Why do I need to learn about how AI works to use it effectively?
Depending on your use case, it may or may not make a big difference. Usually, the first major problem that most people run into when using LLMs is exceeding the Context Window (maximum context length that it is able to keep track of) in their chat. Whether they are aware of this or not, this is a very common reason why things suddenly start going wrong.
For example, here are some context length comparisons:
ChatGPT (Free): 8,000 tokens / ~ 6000 words
ChatGPT Plus / Teams: 32,000 tokens
ChatGPT Pro / Enterprise: 128,000 tokens
OpenAI API (eg. GPT-4.1): up to 1,000,000 tokens
This may seem like plenty, but consider that in a long conversation, all input and output tokens, including the tokens used for thinking (when using extended thinking), count toward the context window limit. Also note that some models have a max output token limit, unrelated to context. This means that eventually the model will no longer be able to keep track of everything in the conversation history, and begin to output inaccurate responses.
Optimising LLM Accuracy compares and contrasts different approaches for optimising LLM accuracy including fine-tuning, retrieval-augmented generation (RAG) and prompt engineering - it’s great to get a better understanding when fine-tuning is actually suitable.
a. Detailed guide on fine-tuning your own model. Make sure you have understood the purpose and uses of fine-tuning (see above) before you go down this path.
b. To use RAG method, the easiest way is to check out NotebookLM.
2. Types of fine-tuning currently available on OpenAI models in developer platform:
a. The supervised option is simpler and only requires examples of desired outputs for any given relevant input. Minimum 10 different examples required to get started with training. Having a diverse range of ~50-100 is recommended for better and more consistent results. Once you have the data in the correct JSONL format, simply save it as .jsonl using notepad. Training GPT-4.1 nano using the minimum 10 (very basic) examples costs about 2 cents.
b. Direct preference optimisation (DPO) requires both good AND bad responses to also teach about what you don't want to see. Similar in a way to how there are 'negative prompts' in image generation. The general idea is the same, but the examples in your training data needs to be carefully curated to avoid unintended results (or no results).

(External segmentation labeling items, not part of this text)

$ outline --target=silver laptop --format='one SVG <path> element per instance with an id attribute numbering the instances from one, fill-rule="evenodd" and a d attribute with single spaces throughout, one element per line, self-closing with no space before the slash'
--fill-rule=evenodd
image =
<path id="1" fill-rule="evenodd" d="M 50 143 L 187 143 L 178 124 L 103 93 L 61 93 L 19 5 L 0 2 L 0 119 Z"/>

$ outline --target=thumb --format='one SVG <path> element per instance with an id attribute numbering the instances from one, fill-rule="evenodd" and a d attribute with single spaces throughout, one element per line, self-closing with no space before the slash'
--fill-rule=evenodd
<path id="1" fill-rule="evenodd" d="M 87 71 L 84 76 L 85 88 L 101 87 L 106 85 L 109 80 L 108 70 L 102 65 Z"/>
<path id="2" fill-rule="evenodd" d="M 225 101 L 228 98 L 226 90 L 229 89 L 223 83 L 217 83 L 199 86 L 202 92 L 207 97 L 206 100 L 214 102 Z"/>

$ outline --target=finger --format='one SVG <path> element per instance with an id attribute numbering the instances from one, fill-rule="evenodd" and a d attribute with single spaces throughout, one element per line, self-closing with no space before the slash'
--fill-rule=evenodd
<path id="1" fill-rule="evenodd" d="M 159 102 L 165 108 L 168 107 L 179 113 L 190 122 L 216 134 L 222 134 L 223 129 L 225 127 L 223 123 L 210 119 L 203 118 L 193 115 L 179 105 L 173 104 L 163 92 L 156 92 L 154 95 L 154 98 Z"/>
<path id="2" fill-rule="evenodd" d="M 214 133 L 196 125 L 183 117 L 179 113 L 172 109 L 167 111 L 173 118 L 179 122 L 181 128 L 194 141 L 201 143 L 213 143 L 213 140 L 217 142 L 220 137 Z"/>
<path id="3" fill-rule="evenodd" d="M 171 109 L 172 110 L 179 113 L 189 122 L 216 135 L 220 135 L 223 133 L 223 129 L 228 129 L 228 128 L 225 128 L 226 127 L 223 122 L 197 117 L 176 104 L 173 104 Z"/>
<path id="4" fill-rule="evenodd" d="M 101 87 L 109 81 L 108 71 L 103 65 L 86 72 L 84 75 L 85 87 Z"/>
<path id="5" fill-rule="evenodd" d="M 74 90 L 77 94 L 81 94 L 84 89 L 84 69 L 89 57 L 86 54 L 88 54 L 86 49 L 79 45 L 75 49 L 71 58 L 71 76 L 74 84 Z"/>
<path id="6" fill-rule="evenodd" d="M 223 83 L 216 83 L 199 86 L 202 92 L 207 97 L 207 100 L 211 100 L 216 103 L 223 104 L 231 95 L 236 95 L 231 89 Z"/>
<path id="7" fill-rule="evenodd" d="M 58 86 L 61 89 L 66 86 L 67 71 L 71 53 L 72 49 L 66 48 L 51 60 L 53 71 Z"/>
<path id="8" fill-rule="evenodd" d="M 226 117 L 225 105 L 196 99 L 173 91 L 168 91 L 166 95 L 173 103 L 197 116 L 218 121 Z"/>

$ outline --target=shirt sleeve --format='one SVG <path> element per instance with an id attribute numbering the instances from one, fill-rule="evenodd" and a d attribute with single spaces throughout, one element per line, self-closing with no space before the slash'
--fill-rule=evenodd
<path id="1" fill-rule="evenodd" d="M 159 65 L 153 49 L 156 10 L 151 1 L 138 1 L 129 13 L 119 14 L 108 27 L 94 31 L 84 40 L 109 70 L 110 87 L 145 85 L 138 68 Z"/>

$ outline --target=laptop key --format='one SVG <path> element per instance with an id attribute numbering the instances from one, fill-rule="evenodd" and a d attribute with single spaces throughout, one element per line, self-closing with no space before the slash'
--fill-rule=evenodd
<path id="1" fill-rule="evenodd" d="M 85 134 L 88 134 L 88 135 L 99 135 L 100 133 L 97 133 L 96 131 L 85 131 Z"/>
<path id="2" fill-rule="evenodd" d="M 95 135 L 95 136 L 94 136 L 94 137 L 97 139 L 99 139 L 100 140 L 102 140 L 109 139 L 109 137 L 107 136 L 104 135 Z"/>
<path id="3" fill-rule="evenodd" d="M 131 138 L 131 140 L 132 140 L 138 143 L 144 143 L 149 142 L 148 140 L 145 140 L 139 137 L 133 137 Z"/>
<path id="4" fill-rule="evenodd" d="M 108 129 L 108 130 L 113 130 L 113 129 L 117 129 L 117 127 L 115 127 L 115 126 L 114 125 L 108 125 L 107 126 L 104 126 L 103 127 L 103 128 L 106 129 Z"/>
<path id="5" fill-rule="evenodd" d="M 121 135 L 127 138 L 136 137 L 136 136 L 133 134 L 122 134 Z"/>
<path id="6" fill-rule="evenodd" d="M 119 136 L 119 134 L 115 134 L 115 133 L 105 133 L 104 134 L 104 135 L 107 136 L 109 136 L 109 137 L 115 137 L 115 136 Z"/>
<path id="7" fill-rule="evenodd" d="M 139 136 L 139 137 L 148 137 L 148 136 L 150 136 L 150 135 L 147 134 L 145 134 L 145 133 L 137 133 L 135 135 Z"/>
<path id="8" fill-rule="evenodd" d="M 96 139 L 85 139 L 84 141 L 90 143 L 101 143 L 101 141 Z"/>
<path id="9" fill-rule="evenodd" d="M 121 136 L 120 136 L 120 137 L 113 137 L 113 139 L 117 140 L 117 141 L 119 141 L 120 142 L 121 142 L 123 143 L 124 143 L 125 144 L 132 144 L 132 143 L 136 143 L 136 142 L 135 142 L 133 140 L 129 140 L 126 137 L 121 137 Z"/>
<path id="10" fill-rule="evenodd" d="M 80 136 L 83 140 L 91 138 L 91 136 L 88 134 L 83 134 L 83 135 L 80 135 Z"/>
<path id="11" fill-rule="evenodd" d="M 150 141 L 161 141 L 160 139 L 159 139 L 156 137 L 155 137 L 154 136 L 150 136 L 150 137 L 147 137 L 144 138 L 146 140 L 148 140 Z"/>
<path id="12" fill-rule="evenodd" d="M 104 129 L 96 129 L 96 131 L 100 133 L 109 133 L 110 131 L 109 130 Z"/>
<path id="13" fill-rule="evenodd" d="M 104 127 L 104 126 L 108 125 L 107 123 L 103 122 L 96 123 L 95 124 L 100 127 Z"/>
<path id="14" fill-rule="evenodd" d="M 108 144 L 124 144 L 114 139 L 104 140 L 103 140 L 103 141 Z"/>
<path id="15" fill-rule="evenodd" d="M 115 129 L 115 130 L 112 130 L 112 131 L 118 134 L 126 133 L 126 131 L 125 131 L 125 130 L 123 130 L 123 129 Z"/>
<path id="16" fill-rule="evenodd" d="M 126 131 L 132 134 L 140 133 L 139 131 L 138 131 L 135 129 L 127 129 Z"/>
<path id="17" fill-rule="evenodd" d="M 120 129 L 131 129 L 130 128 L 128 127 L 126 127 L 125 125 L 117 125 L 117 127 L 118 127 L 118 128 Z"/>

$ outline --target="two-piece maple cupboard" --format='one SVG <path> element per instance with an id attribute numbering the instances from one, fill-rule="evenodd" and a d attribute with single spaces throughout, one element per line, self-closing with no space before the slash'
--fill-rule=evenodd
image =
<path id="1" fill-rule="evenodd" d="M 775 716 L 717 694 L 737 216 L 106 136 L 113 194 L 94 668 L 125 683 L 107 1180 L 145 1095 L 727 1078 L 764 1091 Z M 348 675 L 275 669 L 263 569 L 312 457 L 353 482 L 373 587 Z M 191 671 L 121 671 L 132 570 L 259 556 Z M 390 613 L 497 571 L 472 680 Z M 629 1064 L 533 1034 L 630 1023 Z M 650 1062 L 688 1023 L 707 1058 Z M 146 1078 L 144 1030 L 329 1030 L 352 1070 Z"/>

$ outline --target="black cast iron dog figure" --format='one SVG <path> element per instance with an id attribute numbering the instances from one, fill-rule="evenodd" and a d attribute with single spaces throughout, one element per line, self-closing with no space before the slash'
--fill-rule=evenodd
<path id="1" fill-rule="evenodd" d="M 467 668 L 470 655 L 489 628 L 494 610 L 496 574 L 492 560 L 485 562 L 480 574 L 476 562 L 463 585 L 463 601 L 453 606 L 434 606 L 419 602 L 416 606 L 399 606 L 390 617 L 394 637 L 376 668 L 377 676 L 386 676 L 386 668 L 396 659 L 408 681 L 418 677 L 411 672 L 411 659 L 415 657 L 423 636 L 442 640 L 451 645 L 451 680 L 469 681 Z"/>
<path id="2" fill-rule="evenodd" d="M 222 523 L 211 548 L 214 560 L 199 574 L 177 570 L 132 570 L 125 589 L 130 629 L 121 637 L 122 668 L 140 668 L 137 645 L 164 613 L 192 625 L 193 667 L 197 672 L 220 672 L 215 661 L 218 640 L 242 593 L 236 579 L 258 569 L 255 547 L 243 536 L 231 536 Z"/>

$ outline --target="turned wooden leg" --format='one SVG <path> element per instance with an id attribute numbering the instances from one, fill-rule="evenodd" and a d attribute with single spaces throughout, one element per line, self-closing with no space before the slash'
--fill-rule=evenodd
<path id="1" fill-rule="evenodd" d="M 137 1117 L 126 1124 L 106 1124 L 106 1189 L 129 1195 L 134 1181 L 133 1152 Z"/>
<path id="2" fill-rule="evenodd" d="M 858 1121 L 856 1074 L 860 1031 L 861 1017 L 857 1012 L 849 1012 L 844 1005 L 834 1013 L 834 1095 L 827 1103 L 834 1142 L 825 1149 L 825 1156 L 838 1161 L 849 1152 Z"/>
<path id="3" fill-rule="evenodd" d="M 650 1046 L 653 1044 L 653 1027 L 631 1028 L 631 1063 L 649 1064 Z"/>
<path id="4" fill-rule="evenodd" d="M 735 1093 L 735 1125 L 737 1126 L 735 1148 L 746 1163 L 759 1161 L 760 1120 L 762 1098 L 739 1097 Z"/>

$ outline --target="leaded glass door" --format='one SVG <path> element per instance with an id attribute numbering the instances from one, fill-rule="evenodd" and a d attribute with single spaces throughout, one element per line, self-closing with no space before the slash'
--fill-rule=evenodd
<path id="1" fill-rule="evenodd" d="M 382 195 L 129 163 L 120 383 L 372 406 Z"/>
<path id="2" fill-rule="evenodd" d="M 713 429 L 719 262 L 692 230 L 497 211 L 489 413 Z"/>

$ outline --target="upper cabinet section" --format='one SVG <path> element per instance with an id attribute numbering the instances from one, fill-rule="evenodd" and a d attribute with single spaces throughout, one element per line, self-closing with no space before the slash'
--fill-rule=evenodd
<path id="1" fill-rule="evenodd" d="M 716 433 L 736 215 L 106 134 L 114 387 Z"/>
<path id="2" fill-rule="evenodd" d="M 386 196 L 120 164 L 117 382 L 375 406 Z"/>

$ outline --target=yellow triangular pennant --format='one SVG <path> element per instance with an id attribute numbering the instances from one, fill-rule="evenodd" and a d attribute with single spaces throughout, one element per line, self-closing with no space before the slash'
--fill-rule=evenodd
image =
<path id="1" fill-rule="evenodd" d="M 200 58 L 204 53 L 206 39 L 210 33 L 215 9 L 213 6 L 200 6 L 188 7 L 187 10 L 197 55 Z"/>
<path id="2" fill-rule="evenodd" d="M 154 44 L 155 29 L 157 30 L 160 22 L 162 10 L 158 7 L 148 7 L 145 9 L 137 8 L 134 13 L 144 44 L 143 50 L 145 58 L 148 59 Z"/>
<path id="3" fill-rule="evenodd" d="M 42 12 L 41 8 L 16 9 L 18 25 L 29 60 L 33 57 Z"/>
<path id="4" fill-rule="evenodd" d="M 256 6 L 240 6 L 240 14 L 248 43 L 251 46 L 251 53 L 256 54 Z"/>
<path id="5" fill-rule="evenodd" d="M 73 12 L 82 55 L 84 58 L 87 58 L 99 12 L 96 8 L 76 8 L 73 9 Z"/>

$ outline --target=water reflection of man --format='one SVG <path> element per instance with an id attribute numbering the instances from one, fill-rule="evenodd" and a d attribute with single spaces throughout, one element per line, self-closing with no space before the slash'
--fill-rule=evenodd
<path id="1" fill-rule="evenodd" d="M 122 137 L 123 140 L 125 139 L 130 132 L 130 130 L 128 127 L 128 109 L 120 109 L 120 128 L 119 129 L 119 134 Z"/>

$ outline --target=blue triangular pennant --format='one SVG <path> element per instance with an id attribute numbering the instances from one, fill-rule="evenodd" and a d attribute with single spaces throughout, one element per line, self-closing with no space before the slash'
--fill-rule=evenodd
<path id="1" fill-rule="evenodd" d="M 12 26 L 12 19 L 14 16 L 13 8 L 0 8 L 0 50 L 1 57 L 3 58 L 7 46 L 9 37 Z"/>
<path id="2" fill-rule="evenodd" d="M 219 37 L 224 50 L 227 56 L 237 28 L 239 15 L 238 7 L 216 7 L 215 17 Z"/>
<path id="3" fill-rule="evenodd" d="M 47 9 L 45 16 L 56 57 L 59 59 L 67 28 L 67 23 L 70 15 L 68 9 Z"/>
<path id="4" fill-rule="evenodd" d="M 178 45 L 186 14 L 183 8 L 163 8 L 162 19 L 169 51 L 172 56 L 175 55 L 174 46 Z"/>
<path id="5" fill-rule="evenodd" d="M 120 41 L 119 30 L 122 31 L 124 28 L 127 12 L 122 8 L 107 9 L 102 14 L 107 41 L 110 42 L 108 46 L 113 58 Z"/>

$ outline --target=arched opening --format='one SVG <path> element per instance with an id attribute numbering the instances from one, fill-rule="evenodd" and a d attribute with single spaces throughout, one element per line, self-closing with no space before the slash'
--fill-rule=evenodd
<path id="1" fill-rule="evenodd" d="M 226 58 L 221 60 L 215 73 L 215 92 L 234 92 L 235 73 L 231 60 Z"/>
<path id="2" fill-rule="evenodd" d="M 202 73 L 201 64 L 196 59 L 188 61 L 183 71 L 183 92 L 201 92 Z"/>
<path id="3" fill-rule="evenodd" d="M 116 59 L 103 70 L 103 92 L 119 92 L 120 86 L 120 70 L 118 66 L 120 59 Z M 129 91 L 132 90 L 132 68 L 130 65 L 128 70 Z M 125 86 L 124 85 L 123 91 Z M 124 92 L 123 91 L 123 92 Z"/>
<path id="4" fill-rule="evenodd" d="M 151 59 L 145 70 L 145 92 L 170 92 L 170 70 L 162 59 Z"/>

3. Evaluation of fine-tuned models to see if they work as intended after you created them.
a. Pricing: Using mostly default settings, 18 short samples (<100 tokens per sample, including both input and output) were evaluated by the preset Auto grader using o3-mini. The full evaluation came out under 10 cents in total, with 9 cents being used by 03-mini for the analysis (input/output price ratio of 2-7). Side note: do not use the 'Quick eval 15s' button found in your logs. Very expensive.
b. Instructions: From the create new evaluation screen, select 'Create new data' unless you already have a large collection of responses to test with. Ensure you click +Message under Prompt, and then type {{item.input}} in the user box (if you get the error "No variable references found in the input messages", this is what went wrong). You may fill in the Developer box with what you would normally give the model before the user prompt. The table on the right side of the screen is where you provide the user inputs to test with. Select the model you wish to test and include Ground Truth if you know what you want the output to look like. The next page 'Create test criteria' allows multiple options for how your model is assessed. The model labeller and model scorer options both recommend using o3-mini as the evaluator for best results. When you run the eval, your model will automatically generate the outputs, and then the evaluator model (o3-mini) will check them against your specified requirements.